Maybe Fadidom Graves wasn't so stupid after all. "This is a children's cemetery," I commented to him.
He didn't smile, just nodded a little. "This end of the cemetery is reserved for orphans, poor things. I've always felt they should have something nice in their lives ... or after, at least."
"This will do, then." As Herbert put his shovel to the earth, I walked towards the ghosts of the children. They came forward timidly to stare at Targold. "Hello, kids. This is Targold of the Tree, from beyond the mountain."
"She can see us!" a little girl said to Targold.

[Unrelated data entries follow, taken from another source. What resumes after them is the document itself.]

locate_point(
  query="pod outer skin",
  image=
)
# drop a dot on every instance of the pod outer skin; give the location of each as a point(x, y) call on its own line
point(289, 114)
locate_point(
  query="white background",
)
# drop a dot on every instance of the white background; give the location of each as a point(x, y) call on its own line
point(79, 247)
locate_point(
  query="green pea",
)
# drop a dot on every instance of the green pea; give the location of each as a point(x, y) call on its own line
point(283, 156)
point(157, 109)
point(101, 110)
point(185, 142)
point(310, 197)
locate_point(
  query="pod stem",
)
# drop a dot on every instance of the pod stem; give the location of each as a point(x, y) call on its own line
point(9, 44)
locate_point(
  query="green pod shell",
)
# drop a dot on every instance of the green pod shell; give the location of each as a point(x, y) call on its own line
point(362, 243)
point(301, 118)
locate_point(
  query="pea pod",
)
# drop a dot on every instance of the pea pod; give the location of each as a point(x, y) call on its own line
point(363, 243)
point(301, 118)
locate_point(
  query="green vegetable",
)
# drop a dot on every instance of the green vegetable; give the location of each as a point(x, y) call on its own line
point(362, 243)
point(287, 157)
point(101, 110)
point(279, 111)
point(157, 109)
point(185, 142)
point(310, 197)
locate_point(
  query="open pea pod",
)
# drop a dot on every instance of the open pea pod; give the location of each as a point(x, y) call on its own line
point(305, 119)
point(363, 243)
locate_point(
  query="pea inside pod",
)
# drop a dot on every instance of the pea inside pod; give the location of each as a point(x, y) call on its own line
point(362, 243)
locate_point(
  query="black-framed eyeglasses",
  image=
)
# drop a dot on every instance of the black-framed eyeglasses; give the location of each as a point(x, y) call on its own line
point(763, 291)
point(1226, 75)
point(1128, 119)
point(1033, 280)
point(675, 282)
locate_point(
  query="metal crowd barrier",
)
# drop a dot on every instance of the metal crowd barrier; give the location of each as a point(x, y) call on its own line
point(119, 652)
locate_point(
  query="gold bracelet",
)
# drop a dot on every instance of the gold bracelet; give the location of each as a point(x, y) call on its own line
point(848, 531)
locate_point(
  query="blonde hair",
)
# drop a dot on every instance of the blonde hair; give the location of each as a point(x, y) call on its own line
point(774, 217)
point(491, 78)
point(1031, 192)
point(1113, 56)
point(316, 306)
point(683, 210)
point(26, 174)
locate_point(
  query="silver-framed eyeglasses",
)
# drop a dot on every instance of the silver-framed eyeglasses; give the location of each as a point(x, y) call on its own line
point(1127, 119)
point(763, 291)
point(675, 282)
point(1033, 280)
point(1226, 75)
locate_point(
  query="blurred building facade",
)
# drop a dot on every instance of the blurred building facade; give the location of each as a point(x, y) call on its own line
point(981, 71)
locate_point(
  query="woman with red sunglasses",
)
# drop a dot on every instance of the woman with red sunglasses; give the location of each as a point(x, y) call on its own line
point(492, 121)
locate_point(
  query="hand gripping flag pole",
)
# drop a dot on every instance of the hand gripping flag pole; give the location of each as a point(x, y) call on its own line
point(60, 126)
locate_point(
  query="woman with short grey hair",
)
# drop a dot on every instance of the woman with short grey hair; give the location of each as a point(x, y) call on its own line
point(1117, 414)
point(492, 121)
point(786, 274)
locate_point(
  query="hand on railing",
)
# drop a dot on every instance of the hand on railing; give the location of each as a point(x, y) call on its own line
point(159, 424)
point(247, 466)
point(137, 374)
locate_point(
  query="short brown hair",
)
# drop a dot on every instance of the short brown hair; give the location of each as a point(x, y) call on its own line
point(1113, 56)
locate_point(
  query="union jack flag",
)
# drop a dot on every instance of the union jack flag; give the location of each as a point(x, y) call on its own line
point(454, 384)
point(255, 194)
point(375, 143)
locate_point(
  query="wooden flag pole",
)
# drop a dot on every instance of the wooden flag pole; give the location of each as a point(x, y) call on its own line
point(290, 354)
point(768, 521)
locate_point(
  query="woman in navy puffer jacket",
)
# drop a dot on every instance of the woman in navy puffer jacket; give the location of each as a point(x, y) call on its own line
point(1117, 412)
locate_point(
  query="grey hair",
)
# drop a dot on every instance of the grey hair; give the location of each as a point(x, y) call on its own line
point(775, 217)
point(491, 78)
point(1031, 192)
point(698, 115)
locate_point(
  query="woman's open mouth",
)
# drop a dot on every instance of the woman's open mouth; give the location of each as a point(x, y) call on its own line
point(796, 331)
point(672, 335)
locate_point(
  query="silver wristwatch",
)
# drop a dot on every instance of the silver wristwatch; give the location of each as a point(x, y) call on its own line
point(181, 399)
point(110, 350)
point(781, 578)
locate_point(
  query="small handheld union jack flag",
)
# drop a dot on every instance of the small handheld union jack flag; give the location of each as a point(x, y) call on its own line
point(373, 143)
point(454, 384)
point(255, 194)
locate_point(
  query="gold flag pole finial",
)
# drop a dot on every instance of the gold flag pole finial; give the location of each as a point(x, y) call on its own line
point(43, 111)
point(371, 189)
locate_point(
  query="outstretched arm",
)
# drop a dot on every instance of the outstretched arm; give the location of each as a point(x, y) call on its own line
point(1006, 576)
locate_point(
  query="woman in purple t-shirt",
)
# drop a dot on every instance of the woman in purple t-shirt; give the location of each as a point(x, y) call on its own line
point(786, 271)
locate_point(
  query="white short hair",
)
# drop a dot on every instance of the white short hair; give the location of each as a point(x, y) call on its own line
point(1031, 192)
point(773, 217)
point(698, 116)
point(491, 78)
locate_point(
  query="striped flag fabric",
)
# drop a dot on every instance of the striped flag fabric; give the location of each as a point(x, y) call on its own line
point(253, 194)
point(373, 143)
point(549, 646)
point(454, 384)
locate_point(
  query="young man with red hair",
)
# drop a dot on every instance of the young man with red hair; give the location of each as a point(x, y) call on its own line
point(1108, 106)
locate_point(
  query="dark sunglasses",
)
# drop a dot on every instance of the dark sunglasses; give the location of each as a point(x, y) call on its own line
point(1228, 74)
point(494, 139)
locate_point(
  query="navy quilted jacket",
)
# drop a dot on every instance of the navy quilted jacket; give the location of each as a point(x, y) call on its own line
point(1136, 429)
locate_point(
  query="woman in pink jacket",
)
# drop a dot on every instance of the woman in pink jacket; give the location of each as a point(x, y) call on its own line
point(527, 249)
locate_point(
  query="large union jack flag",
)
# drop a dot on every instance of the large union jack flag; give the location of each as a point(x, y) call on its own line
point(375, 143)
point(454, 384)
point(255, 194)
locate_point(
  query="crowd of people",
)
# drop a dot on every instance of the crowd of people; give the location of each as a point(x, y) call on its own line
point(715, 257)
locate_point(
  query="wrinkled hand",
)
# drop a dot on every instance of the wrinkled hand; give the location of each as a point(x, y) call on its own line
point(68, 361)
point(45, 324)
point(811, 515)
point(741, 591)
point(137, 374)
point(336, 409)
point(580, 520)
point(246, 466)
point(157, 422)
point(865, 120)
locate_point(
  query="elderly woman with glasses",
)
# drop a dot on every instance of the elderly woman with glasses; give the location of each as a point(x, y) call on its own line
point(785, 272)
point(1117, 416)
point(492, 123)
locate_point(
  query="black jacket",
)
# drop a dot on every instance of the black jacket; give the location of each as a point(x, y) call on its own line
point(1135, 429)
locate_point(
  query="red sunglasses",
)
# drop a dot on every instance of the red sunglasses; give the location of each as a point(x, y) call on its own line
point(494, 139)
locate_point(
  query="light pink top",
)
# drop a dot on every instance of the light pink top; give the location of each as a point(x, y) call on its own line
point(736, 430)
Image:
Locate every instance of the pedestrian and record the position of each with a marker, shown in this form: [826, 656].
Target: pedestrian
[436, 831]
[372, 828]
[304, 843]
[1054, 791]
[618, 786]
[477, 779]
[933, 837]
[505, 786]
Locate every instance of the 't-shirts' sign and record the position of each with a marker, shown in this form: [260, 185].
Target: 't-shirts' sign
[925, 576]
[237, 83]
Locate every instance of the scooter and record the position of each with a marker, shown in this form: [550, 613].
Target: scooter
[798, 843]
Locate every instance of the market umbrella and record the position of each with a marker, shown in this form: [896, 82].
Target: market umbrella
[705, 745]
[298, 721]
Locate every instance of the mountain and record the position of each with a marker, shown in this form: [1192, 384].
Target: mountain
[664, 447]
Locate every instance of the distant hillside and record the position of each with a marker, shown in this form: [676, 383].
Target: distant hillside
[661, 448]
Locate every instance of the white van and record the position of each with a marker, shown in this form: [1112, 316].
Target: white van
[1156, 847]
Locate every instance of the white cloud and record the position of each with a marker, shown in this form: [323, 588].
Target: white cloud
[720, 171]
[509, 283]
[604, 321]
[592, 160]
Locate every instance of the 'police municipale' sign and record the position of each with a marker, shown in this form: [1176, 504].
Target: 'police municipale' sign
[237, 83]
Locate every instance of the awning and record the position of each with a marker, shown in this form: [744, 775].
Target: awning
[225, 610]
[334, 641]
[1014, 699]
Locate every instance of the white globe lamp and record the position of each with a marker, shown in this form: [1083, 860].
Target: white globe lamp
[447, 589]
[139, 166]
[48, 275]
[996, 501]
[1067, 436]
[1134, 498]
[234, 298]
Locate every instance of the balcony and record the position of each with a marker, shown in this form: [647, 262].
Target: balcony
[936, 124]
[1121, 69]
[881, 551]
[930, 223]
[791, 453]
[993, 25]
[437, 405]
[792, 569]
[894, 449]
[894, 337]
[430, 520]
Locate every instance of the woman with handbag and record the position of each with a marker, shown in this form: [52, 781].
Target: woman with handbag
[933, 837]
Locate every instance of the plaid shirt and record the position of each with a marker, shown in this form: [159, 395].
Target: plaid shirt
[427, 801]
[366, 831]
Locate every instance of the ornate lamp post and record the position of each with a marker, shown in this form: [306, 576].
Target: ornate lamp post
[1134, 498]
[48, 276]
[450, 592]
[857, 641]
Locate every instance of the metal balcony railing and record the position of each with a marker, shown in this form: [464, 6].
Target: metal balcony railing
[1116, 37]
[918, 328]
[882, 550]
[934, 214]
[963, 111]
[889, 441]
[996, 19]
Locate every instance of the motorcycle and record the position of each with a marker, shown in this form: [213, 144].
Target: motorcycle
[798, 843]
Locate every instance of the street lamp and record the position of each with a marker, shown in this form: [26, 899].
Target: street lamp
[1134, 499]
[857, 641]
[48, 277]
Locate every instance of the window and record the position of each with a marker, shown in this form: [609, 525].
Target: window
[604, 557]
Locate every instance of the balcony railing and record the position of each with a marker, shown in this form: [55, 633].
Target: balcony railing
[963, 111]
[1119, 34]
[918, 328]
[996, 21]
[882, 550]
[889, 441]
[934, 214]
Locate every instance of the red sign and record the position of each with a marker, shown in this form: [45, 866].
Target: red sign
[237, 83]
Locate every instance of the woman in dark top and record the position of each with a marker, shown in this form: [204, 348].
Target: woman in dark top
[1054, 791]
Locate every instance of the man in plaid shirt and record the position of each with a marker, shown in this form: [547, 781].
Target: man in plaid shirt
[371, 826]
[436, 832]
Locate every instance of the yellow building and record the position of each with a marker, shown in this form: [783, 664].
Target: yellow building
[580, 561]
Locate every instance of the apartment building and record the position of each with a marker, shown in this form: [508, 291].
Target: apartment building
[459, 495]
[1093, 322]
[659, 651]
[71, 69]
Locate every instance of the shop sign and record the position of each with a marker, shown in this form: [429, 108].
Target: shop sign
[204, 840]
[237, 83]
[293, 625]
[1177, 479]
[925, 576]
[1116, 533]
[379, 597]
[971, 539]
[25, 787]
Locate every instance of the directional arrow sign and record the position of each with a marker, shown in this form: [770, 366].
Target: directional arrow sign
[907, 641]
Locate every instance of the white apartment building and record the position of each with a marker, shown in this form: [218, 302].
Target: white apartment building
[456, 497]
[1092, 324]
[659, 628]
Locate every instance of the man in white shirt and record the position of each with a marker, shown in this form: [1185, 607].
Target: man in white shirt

"She's my friend Ase Ur-Jennan, a shaman from a far away land. What's your name?"
"Anna, and over here are James and Timothy, and Alanien."
"Pleased to meet you," said Targold, bowing as neatly as a page.
"Ahem," said the undertaker, to get my attention. "Are you ready, Ase Ur-Jennan?"
I wasn't, but I knew I had to be. I nodded, and untied the sleeves and tail of my robe, and carried Grandmamma's cookie jar to the small grave. I placed it on the bottom on the moist earth, stood, and stretched my hands up to the Life That Guides the World. "Take care of my boy, and thank you for this time with him."
Targold came over and watched Herbert carefully filling in the hole. "You're leaving me. Will you ever come back?"
"Of course I will. Targold, I will never forget you. Remember that you and your new friends can move on to the next world whenever you like."
"All right. Anna and Alanien are waving at me. Remember you're the best friend I ever had." He rushed back to the other children's ghosts.
I lifted my staff from the ground and walked quickly down the hill to wait at the undertaker's house.